To force CPU mode: GMAX_EMBED_MODE=cpu gmax index

LLM Summaries

gmax can generate one-line natural language descriptions for every code chunk using a local LLM (Qwen3-Coder-30B-A3B via MLX). Summaries are pre-computed at index time and stored in LanceDB — zero latency at search time.

The summarizer server runs on port 8101 and auto-starts alongside the embed server. If unavailable, indexing proceeds without summaries.

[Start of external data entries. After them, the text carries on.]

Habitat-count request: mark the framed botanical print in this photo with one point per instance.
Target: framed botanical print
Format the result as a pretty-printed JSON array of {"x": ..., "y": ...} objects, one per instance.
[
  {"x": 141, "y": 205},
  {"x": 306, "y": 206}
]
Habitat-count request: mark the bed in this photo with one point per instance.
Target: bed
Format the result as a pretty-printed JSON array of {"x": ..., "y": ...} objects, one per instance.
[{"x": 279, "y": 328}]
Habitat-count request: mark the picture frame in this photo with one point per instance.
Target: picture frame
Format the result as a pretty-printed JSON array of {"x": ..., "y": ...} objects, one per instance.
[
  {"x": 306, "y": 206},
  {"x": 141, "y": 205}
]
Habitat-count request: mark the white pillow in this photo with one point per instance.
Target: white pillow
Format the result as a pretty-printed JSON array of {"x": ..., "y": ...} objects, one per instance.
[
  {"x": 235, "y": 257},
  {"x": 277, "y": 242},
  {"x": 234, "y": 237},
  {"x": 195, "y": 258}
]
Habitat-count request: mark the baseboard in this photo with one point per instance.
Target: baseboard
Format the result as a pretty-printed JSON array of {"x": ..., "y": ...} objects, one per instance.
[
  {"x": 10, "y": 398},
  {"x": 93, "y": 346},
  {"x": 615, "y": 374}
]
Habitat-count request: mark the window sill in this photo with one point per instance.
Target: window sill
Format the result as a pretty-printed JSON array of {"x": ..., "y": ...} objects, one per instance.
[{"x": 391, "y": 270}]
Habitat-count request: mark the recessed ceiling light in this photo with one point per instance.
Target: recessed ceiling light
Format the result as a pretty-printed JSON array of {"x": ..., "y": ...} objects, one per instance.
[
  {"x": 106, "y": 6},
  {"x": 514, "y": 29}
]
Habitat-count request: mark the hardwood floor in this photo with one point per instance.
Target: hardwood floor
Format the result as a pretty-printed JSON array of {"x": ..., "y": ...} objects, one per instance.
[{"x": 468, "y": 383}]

Example search output with summaries:

handleAuth [exported ORCH C:8] src/auth/handler.ts:45-90
  Validates JWT from Authorization header, checks RBAC permissions, returns 401 on failure
  parent:AuthController calls:validateToken,checkRole,respond

Configuration

Config File

Settings are stored in ~/.gmax/config.json:

{
  "modelTier": "small",
  "vectorDim": 384,
  "embedMode": "gpu",
  "mlxModel": "ibm-granite/granite-embedding-small-english-r2"
}

View and change settings with gmax config or run gmax setup for interactive configuration.

Ignoring Files

gmax respects .gitignore and .gmaxignore files. Create a .gmaxignore in your directory root to exclude additional patterns:

# .gmaxignore — same syntax as .gitignore
docs/generated/
*.test.ts
fixtures/

Index Management

  • View indexed directories: gmax list --all
  • Index location: ~/.gmax/lancedb/ (centralized)
  • Clean up: gmax index --reset re-indexes the current directory from scratch
  • Full reset: rm -rf ~/.gmax/lancedb ~/.gmax/cache to start completely fresh

Environment Variables

| Variable | Description | Default | | --- | --- | --- | | GMAX_WORKER_THREADS | Number of worker threads for embedding | 50% of CPU cores | | GMAX_EMBED_MODE | Force cpu or gpu embedding mode | Auto-detect | | GMAX_DEBUG | Enable debug logging (1 to enable) | Off | | GMAX_VERBOSE | Enable verbose output (1 to enable) | Off | | GMAX_WORKER_TASK_TIMEOUT_MS | Worker task timeout in ms | 120000 | | GMAX_MAX_WORKER_MEMORY_MB | Max worker memory in MB | 50% of system RAM | | GMAX_MAX_PER_FILE | Default max results per file in search | 3 |

Contributing

See CLAUDE.md for development setup, commands, and architecture details.

Troubleshooting

  • Index feels stale? Run gmax index to refresh, or use gmax watch -b for live reindexing.
  • Weird results? Run gmax doctor to verify models.
  • Index getting stuck? Run gmax index --verbose to see which file is being processed.
  • Need a fresh start? rm -rf ~/.gmax/lancedb ~/.gmax/cache then gmax index.
  • MLX server won't start? Check /tmp/mlx-embed-server.log for errors. Use GMAX_EMBED_MODE=cpu to fall back to CPU.

Attribution

grepmax is built upon the foundation of mgrep by MixedBread. We acknowledge and appreciate the original architectural concepts and design decisions that informed this work.

See the NOTICE file for detailed attribution information.

License

Licensed under the Apache License, Version 2.0. See LICENSE and Apache-2.0 for details.